En guise de conclusion, une proposition : commençons enfin, au niveau législatif, à infliger des amendes aux réalisateurs qui entreprennent de faire de l'horreur élevée sans avoir encore appris à faire de l'horreur en principe. Une licence pour travailler dans ce sous-genre ne devrait être accordée qu'à ceux qui ont déjà réalisé une dizaine de solides séries B ; à ceux qui ont déjà compris que l'horreur ne se résume pas à des visages tristes et à une lumière tamisée. Ce qui fait vraiment peur, en fin de compte, c'est seulement ce qui est captivant. Et il faudrait certainement écarter définitivement de la caméra ceux qui ont eu l'idée de faire un film d'horreur élevé avec des tueurs animatroniques multicolores et une classification PG-13.

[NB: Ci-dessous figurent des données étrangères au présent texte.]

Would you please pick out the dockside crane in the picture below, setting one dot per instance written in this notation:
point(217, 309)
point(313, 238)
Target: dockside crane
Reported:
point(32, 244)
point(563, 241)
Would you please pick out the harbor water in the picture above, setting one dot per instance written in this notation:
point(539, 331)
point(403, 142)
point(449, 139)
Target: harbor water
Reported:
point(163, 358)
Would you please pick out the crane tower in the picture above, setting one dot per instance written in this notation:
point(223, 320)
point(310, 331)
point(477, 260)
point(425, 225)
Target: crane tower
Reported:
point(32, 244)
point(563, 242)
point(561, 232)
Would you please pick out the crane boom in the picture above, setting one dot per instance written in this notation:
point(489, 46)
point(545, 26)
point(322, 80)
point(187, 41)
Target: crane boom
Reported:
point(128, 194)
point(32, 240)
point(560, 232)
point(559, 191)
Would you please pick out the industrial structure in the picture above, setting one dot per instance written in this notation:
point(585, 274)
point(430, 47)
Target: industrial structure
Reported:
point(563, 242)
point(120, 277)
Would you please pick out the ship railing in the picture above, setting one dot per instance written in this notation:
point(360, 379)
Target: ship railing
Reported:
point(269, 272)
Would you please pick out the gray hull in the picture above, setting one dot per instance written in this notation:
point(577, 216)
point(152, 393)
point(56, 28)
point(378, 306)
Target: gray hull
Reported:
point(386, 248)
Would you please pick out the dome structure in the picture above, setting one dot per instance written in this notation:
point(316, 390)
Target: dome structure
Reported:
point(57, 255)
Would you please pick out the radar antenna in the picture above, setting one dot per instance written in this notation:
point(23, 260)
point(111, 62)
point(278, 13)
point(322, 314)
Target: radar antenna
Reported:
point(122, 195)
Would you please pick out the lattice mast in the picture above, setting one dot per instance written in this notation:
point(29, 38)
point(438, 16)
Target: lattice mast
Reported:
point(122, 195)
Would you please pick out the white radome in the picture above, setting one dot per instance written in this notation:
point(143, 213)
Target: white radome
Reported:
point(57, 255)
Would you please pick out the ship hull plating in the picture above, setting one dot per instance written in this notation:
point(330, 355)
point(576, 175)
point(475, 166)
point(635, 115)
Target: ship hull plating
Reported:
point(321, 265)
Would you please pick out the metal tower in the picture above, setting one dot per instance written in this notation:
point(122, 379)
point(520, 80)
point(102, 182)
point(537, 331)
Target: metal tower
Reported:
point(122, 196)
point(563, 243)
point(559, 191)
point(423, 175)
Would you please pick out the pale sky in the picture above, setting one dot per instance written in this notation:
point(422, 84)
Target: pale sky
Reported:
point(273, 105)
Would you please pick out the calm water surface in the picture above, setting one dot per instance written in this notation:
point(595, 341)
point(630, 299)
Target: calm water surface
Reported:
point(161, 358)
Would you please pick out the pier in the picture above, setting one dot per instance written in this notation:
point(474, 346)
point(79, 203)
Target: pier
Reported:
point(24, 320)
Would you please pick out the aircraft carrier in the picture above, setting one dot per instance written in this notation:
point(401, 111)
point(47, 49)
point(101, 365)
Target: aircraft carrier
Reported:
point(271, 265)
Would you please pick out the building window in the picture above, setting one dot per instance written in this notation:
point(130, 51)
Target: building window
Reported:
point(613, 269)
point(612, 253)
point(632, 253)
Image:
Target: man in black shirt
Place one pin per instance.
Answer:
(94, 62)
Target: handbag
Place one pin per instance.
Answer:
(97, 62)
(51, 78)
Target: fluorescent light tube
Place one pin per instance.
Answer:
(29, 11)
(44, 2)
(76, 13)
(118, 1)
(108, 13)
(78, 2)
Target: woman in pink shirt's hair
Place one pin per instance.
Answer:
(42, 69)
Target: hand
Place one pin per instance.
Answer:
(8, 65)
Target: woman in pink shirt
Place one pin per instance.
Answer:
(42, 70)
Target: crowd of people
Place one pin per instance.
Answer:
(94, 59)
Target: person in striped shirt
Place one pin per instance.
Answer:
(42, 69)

On ne comprend pas à qui une telle idée est venue. On ne comprend pas qui a accepté de financer cela. On ne comprend pas comment le grand acteur Matthew Lillard a accepté d'y participer. Et on ne comprend absolument pas qui a décidé d'aller voir ce film en si grand nombre que nous sommes désormais assurés d'avoir des suites et des spin-offs. Chaque jour, nous nous éloignons un peu plus de Dieu, et c'est bien sûr normal pour l'horreur. Ce qui fait peur, c'est que chaque jour, nous nous éloignons tout autant de Michael Myers.